The astronauts were awakened today at 8:30 a.m. and quickly sat down to a traditional pre-launch breakfast of steak and eggs. A silent television scene showed them seated at a table, wearing matching dark blue shirts and smiling and gesturing. In the center of the table was a cake frosted with the colorful crew patch that identifies their mission. This is one of the rituals of pre-launch.
A weather forecaster was to brief the astronauts, but NASA officials said there was little to report. The weather remained 100 percent favorable for launch.
Even though he is a U.S. senator and an American space hero, Glenn returns to orbit as the lowest-ranking of Discovery's crew.
The other astronauts are Curtis L. Brown, the commander; Steven W. Lindsey, pilot; mission specialists Stephen K. Robinson, Scott E. Parazynski, and Pedro Duque, and Payload Specialist 1, Chiaki Mukai.
Glenn's return to space results from a combination of political clout, persistence, good health and his heroic reputation.
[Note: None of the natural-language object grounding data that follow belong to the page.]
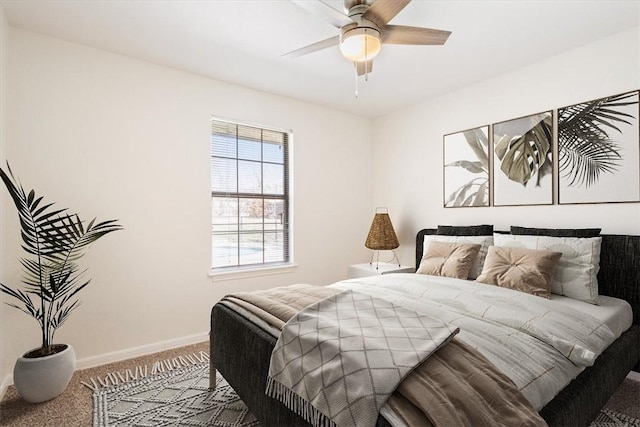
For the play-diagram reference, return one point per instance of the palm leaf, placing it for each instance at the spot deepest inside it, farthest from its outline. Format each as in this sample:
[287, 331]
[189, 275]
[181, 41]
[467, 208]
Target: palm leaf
[54, 241]
[585, 142]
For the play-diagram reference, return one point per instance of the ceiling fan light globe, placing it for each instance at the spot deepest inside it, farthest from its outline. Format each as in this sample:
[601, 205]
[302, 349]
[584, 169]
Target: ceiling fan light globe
[360, 44]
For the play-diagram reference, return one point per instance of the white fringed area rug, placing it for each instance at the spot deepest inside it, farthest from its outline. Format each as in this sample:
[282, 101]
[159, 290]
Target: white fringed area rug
[176, 393]
[171, 393]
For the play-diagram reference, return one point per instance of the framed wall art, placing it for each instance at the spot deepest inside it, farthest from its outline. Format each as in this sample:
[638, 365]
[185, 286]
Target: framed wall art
[466, 168]
[523, 161]
[599, 151]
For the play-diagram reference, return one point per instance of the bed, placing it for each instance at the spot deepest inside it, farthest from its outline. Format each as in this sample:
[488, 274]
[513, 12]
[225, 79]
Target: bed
[240, 349]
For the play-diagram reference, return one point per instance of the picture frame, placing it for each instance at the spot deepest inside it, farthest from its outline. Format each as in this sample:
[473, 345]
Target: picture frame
[599, 150]
[523, 167]
[466, 168]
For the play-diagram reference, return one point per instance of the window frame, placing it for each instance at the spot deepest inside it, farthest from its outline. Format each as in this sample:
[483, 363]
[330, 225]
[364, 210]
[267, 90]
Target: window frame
[264, 267]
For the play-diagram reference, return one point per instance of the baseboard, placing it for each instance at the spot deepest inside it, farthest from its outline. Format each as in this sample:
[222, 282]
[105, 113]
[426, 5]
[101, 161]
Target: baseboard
[117, 356]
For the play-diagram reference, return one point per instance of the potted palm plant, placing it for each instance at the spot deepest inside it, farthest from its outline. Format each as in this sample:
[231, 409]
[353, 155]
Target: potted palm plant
[54, 241]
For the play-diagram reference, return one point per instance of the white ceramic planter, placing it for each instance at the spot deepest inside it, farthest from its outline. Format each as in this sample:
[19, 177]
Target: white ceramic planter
[43, 378]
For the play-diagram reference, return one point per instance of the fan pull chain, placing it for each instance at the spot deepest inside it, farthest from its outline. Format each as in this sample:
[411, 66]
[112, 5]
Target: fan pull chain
[355, 68]
[366, 58]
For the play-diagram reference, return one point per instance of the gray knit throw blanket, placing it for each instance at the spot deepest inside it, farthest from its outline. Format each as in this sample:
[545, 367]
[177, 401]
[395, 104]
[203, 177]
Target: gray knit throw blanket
[337, 361]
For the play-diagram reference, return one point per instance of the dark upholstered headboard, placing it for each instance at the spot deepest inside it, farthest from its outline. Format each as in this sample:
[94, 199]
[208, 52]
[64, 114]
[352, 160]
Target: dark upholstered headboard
[619, 274]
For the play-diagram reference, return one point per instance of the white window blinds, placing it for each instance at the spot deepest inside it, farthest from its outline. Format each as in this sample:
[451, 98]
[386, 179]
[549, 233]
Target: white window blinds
[249, 195]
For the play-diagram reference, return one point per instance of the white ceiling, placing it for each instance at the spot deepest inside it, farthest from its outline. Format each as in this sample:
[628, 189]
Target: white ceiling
[241, 41]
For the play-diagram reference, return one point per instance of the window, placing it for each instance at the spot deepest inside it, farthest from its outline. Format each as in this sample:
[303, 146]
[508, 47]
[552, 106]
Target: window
[249, 196]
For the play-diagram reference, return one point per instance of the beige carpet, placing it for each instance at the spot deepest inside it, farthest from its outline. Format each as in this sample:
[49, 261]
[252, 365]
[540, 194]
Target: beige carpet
[75, 406]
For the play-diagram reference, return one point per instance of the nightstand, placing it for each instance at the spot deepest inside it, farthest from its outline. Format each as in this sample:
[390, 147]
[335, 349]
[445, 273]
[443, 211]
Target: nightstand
[364, 270]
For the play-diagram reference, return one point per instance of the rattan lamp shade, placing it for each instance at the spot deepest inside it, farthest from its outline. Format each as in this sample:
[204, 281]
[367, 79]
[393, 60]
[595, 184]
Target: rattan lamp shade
[381, 236]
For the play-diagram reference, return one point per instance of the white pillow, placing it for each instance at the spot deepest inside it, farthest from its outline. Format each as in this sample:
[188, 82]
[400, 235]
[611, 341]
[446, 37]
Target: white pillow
[577, 270]
[483, 241]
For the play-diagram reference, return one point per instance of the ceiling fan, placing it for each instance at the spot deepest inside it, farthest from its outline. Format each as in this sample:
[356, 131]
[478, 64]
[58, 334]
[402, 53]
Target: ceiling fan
[364, 28]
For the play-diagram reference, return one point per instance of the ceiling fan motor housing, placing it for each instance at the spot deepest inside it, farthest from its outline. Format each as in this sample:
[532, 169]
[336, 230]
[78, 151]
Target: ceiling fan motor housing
[359, 41]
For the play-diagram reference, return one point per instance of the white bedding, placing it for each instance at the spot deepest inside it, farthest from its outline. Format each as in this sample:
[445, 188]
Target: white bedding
[540, 344]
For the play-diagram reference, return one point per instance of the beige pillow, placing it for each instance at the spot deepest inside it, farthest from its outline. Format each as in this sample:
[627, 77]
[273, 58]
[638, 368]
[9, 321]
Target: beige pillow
[525, 270]
[449, 259]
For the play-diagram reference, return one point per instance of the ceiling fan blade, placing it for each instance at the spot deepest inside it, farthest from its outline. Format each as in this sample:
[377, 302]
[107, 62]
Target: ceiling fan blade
[400, 34]
[330, 42]
[323, 10]
[364, 67]
[383, 11]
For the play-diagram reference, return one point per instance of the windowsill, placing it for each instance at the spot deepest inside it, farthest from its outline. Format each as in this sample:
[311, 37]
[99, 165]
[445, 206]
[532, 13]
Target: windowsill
[244, 273]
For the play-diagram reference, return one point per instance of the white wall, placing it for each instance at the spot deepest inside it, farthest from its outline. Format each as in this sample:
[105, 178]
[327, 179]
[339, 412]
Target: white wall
[113, 137]
[413, 187]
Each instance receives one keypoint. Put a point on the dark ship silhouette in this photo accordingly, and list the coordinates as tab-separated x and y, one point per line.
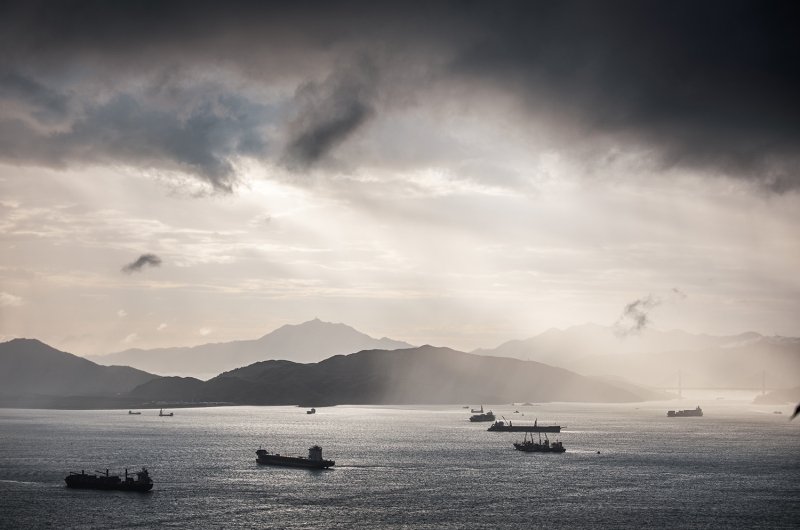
110	482
314	460
502	426
529	446
481	416
685	413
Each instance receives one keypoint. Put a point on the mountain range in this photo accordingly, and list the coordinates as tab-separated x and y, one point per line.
656	358
410	376
36	375
33	372
308	342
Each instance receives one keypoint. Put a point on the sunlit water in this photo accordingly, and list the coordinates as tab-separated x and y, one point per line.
404	467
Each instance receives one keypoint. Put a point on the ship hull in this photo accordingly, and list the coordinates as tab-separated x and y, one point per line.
96	484
524	428
535	448
293	461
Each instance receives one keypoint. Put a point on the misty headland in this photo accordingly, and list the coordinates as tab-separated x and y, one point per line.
318	363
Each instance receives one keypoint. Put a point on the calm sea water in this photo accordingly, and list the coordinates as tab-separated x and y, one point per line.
396	467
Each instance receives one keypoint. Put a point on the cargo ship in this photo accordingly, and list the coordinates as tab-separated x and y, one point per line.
529	446
82	480
503	426
314	460
685	413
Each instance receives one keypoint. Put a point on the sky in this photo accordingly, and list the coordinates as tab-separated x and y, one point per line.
454	173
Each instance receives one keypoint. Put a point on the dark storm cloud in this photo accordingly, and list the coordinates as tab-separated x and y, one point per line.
202	139
47	105
635	317
144	260
328	113
702	85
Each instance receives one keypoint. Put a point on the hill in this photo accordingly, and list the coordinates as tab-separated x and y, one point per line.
424	375
310	341
31	368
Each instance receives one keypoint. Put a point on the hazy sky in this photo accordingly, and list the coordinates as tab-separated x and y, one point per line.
455	173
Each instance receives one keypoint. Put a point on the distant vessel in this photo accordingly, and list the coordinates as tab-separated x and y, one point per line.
110	482
529	446
487	416
502	426
314	459
685	413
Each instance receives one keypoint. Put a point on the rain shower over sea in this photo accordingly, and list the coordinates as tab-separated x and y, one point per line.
626	466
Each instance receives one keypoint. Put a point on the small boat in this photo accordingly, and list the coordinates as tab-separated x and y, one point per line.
487	416
685	413
529	446
314	460
102	481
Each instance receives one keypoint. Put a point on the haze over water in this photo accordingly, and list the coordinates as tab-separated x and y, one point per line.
413	467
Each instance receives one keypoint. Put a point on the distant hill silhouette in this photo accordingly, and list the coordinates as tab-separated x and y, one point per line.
29	367
424	375
654	357
308	342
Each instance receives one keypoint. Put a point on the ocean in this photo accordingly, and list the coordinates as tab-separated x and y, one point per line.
626	466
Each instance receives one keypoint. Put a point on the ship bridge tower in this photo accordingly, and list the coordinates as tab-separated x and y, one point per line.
315	453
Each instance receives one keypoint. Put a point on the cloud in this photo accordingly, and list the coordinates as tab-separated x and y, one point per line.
635	317
203	138
328	113
144	260
9	300
706	86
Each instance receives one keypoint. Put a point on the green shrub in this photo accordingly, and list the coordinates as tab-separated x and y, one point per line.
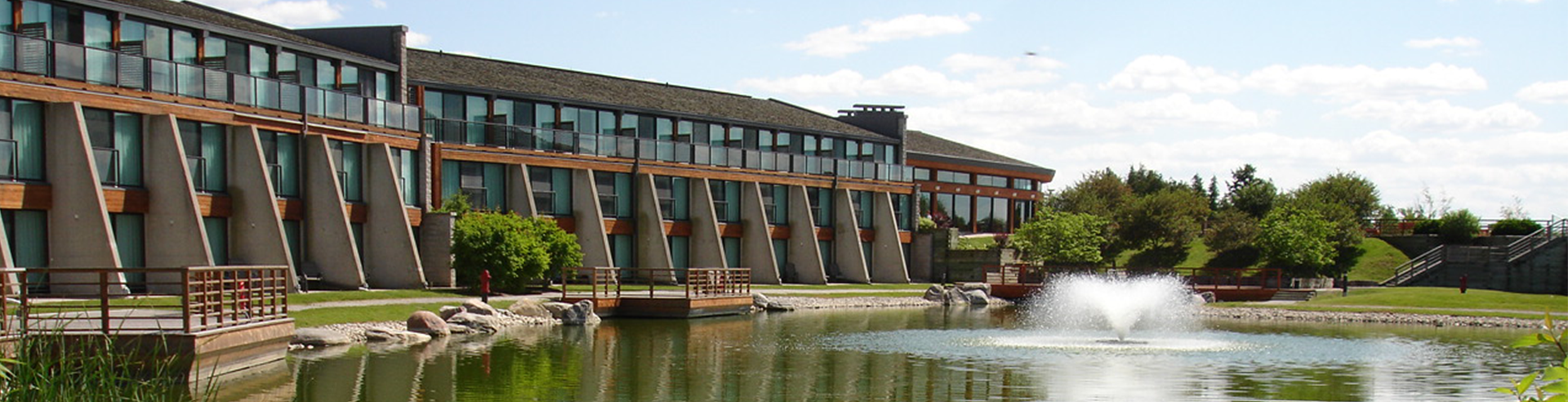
513	248
1459	226
1517	226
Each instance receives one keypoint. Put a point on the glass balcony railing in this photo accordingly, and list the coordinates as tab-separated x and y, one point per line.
552	141
104	66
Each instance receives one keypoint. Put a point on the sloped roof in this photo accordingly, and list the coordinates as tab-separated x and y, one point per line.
617	92
921	143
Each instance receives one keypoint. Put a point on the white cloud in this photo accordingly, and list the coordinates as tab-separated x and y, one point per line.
1545	93
1172	74
284	13
416	40
1441	117
845	40
1348	83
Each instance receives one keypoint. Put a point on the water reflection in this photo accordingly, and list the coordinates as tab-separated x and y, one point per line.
894	355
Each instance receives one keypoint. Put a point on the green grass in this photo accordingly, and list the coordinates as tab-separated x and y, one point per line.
1377	261
325	316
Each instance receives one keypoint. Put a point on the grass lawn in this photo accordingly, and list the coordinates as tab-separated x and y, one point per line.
323	316
1377	261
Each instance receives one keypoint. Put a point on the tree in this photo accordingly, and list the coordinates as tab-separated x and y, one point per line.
1230	230
513	248
1297	239
1062	238
1170	217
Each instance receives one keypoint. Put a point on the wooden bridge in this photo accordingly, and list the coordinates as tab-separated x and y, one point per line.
659	293
1227	284
216	321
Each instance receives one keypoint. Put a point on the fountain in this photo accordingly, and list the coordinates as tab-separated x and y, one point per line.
1117	303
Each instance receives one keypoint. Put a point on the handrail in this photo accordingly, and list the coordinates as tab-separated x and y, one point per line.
606	145
1418	266
114	68
162	301
1537	239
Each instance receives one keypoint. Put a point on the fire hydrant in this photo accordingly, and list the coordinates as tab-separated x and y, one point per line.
485	286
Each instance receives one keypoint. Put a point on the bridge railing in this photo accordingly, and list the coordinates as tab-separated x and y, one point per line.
136	299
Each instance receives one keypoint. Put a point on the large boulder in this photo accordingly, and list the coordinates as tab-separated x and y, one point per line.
937	293
477	322
383	335
581	315
477	306
427	322
530	308
320	338
557	308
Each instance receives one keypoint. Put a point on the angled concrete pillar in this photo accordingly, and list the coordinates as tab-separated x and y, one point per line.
519	192
707	250
888	264
847	239
756	245
78	221
653	245
256	228
590	221
173	212
394	260
804	257
328	241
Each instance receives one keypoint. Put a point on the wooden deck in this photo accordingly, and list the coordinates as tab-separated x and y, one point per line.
661	293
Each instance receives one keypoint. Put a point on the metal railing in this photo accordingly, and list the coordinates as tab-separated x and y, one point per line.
1537	239
604	145
1201	277
104	66
654	283
110	301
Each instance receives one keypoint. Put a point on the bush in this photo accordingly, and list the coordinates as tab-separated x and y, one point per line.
1459	226
513	248
1517	226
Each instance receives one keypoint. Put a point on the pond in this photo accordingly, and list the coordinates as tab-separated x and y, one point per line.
921	354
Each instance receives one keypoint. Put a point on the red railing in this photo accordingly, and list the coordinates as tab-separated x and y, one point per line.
134	301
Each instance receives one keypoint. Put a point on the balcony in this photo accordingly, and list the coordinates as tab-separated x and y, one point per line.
582	143
102	66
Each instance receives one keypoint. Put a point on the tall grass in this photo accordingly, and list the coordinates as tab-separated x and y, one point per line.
91	368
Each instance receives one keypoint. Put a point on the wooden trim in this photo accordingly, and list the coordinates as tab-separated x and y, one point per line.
291	208
980	170
356	212
126	200
18	195
216	206
620	226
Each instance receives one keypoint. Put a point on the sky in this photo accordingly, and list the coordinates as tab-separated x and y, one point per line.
1455	100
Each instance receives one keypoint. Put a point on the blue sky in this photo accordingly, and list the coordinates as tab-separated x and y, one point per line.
1465	100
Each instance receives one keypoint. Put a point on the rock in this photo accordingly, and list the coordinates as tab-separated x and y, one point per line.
475	306
935	293
383	335
427	322
976	286
318	338
530	308
976	297
557	308
581	315
449	311
477	322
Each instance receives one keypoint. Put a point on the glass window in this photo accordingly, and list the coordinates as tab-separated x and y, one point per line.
206	154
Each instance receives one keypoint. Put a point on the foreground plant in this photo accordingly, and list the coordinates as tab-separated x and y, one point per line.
1549	383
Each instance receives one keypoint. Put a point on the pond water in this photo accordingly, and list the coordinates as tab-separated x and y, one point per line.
927	354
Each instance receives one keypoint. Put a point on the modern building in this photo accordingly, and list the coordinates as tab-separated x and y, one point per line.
170	134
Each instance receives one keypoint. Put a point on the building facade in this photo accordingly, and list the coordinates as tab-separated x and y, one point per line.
167	134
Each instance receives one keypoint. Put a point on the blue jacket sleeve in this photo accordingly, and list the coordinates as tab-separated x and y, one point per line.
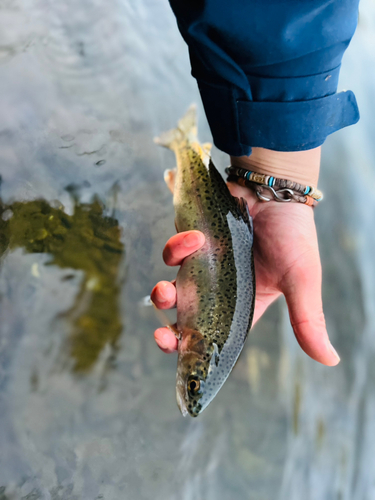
268	70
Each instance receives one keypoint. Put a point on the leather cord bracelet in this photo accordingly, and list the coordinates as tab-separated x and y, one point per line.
269	188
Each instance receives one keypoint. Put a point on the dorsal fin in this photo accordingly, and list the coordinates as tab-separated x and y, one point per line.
243	211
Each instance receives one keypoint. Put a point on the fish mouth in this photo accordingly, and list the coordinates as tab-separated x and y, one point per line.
181	404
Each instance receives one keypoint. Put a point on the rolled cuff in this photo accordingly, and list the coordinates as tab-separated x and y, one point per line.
237	125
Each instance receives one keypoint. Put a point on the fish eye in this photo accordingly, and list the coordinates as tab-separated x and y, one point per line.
193	385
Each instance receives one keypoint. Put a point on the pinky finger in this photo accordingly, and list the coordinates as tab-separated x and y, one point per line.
166	340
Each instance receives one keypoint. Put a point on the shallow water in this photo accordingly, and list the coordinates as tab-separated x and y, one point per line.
87	402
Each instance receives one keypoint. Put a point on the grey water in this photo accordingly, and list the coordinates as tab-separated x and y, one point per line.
87	401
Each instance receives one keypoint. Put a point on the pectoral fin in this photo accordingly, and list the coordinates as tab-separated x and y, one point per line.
169	177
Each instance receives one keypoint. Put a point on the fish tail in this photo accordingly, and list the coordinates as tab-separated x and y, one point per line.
186	130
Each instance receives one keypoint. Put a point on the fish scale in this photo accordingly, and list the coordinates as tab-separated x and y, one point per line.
216	284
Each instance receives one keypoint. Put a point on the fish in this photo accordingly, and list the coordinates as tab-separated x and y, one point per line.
216	284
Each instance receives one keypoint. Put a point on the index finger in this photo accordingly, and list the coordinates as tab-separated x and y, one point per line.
181	245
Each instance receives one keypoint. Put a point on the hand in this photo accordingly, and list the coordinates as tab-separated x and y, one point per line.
287	262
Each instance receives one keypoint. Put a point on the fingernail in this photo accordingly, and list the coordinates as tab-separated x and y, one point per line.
165	341
333	350
192	239
162	296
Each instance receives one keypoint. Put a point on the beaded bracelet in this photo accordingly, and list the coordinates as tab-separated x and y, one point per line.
281	189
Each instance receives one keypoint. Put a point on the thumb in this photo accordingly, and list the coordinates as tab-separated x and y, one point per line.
302	289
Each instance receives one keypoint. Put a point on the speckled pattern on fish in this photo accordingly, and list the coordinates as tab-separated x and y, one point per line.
216	284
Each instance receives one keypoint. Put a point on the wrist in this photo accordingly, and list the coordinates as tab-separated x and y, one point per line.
299	166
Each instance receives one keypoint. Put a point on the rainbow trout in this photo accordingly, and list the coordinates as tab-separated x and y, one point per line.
216	284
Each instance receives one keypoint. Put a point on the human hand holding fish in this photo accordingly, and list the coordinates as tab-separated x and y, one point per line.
225	237
287	261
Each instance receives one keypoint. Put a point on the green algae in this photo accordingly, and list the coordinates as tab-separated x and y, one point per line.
87	241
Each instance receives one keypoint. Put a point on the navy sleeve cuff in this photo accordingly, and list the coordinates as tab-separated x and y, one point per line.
237	125
268	71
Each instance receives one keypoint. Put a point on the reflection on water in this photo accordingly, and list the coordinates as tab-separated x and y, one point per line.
86	241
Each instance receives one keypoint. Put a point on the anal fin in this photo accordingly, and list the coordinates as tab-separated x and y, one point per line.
169	177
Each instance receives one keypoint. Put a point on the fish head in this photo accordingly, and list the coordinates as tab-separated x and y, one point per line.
190	383
201	371
199	376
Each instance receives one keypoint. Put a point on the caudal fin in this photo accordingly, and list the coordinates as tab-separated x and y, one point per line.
186	129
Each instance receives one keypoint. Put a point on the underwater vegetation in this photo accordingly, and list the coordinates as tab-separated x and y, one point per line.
87	241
Glenn forcefully lobbied NASA for months to put him on a space shuttle crew.
He argued that he could play a unique role in scientific studies of aging. Glenn got his wish and will serve as a medical guinea pig in 10 experiments measuring the effects of weightlessness on the human body. Many of these changes are similar to those suffered by the elderly on Earth.
Doctors examining Glenn said he had the body, strength and stamina of a much younger man.
For NASA, flying a national icon brought both risks and rewards.
The sentimental space journey has brought new international media attention to the agency. More than 3,500 journalist registered to cover the mission, and the launch was being televised live by major broadcasters.
At the same time, Glenn's presence meant that if anything went wrong, the glare of public scrutiny would be all the harsher.
``Would it be any different from any mission? Sure,'' said Joe Rothenberg, NASA's chief of spaceflight. ``Because like having a teacher on board, it really has got very high visibility and an awful lot of people would look at it as something happening to an American hero and we were part of the process. There's no question about that.''
Glenn first captured national acclaim by orbiting the Earth three times in a one-man Mercury capsule he called Friendship 7. The accomplishment prompted ticker tape parades, a speech before Congress and a visit to the White House.
Ironically, his fame may have barred him from later missions. Glenn said recently that he learned President Kennedy had ordered him grounded to avoid the risk of a national hero dying in space.
Glenn grew up in New Concord, Ohio, the son of a plumber and a school teacher. When World War II started he abandoned dreams of becoming a doctor to earn the wings of a Marine aviator. He flew a total of 149 combat missions in World War II and Korea and is credited with downing three MiGS.
He continued as a Marine Corps flier after the wars and in 1958 was selected as one of the original seven American astronauts. After Alan B. Shepard and Virgil I. Grissom flew suborbital Mercury missions, Glenn was selected for the first orbital flight. His mission lasted only 4 hours, 55 minutes, but it boosted America's drive to the moon.
When he failed to be tapped for another space mission, Glenn resigned from the Marines and NASA in 1964 and returned to Ohio. He was elected a U.S. Senator in 1974, on his third try. He is retiring in January after four terms.
The three other surviving men of Mercury, Walter Schirra, Gordon Cooper and Scott Carpenter _ all of them at the Cape to do TV commentary _ wished Glenn well.
Carpenter, at a news conference Wednesday, hinted that other old astronauts also should go into orbit, noting, ``One 77-year-old man in space does not a data base make.''
The others of the original seven, Shepard, Grissom and Donald K. Slayton, are dead.
In addition to the medical studies involving Glenn, there are 73 other scientific experiments that will be conducted on the mission. Discovery is scheduled to return to the Kennedy Space Center on Nov. 7.